Help!! front dial will not work

jaminetrivera

New member
Hello everyone! I'm new here, so please be gentle! I have a D7100 and I've had it for a few months without any issues, as a matter of fact, I love this camera. This week I noticed that while using the 35mm lens, I could not change the f-stop on manual mode. As I started to sit here tinkering with it, I realized the front dial stopped working completely. So on manual mode (which is how I typically shoot) I'm stuck at f8. I've turned on/off camera, changed lenses, even reset user settings to no avail. Has anyone else experienced this or does anyone have any recommendations of what I can do to correct this. Thanks in advance!
 

yauman

Senior Member
Try these two things first:

1. Remove lens and use a clean lens cloth or tissue to wipe the electrical contacts on the body side of the mount - there are 8 very obvious electrical contacts in the inside of the mount located at 12 o'clock position (right below the Nikon logo.) They are not that small - just wrap a lens tissue around your finger and give it a couple of wipes. (Wipe dry - no cleaners or any liquid.)

2. Exercise the mode dial on the left top of the camera. Rotate it to M, S, T, etc back and forth a few times.

If that does not change things, you may have to send the unit back to Nikon.

When you say that the aperture does not change when you rotate the front dial, does the front dial work for other functions? Press the AF button (left side of camera body, next to lens, ie the AF-MF switch but press, not switch.) and rotate the front dial. Does the focus mode pattern change? Press the Bracketing button (BRKT - left side of camera body below Flash button) and rotate the front dial - does the bracketing F-stop change? (look at upper right corner number on top LCD info screen.) If these changes, then your front dial is working but communications with your lenses are not working - it's Nikon time. If these don't change then you have a bad front dial - it's also Nikon time.
We have seen in the shop occasionally "flat" spots on the front dial - ie when you rotate, you should feel clicks all the way around. But with "flats spots" there are no clicks - just smooth rotation through 90 to 180 degs of rotation and then something catches and you feel the click again. That's a mechanical fault with the detent spring which also is the electrical contact switch inside. Same thing - it's Nikon time!

Hope this helps.
 

Jaminet Rivera

New member
thank you so much for the information. I tried what you suggested but it didn't work.

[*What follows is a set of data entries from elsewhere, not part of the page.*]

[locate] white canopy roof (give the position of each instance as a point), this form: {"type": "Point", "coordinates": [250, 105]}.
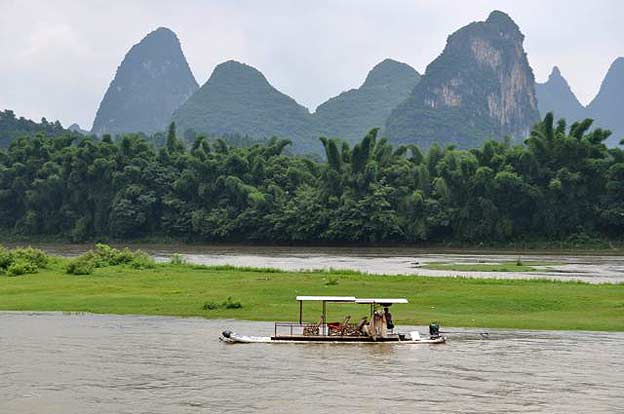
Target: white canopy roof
{"type": "Point", "coordinates": [353, 299]}
{"type": "Point", "coordinates": [328, 298]}
{"type": "Point", "coordinates": [381, 301]}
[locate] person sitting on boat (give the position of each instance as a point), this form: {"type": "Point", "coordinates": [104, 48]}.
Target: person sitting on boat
{"type": "Point", "coordinates": [362, 327]}
{"type": "Point", "coordinates": [388, 315]}
{"type": "Point", "coordinates": [378, 328]}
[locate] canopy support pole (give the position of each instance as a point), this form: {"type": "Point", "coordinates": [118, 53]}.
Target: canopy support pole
{"type": "Point", "coordinates": [324, 318]}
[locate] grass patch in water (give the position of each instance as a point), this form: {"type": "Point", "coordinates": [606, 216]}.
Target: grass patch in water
{"type": "Point", "coordinates": [517, 266]}
{"type": "Point", "coordinates": [269, 295]}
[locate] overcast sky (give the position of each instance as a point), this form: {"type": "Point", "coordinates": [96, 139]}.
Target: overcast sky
{"type": "Point", "coordinates": [58, 57]}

When I said that I'm stuck on an F-stop I meant to say that it does not work for any other function on any mode. I should've been more specific. The last f-stop I used on manual, that's where I'm at. I think my only option is to send to Nikon for inspection/repair.

Thank you so much for your help!
 

yauman

Senior Member
Yes, sounds like you need to send it back to Nikon.

I just sent a 35mm lens back for autofocus adjustment under warrantee - mailed in using 2-day priority Mail on Aug 15 and I got it back on Aug 25. That was quite impressive for a turn around time. Go to their website and fill in the form and it will ask you to print out a packing slip and mailing label to send.

Here's my advice, from experience sending things back to Nikon: Don't send them anything other than what needs to be fixed. So, if you are sending the body, remove the strap, the battery, the SD cards, the hot-shoe protector and even the eye-piece rubber cup. Just send the body with the body cap! If you include any of the other stuff, they may not come back!! If you include a non-Nikon battery, it surely will not come back! In many cases, it's quicker and much more cost-effective for them to just swap you a working body - and what you get then is a bare body, missing all the accessories you sent with it. So, do strip it naked before you send it in!

Good Luck.
 

Marcel

Happily retired
Staff member
Super Mod
Is the problem happening with other lenses as well?

Did you try to do a camera reset? Instructions for this are in the manual but usually there should be 2 red buttons that you press at the same time for a few seconds. Many many times, this cures things like this. It's worth a trial.
 

jaminetrivera

New member
yes, it happens with other lenses. I haven't tried the reset. I'm going to give that try. If that fails, then it's off to nikon for repair. Thanks for your input!!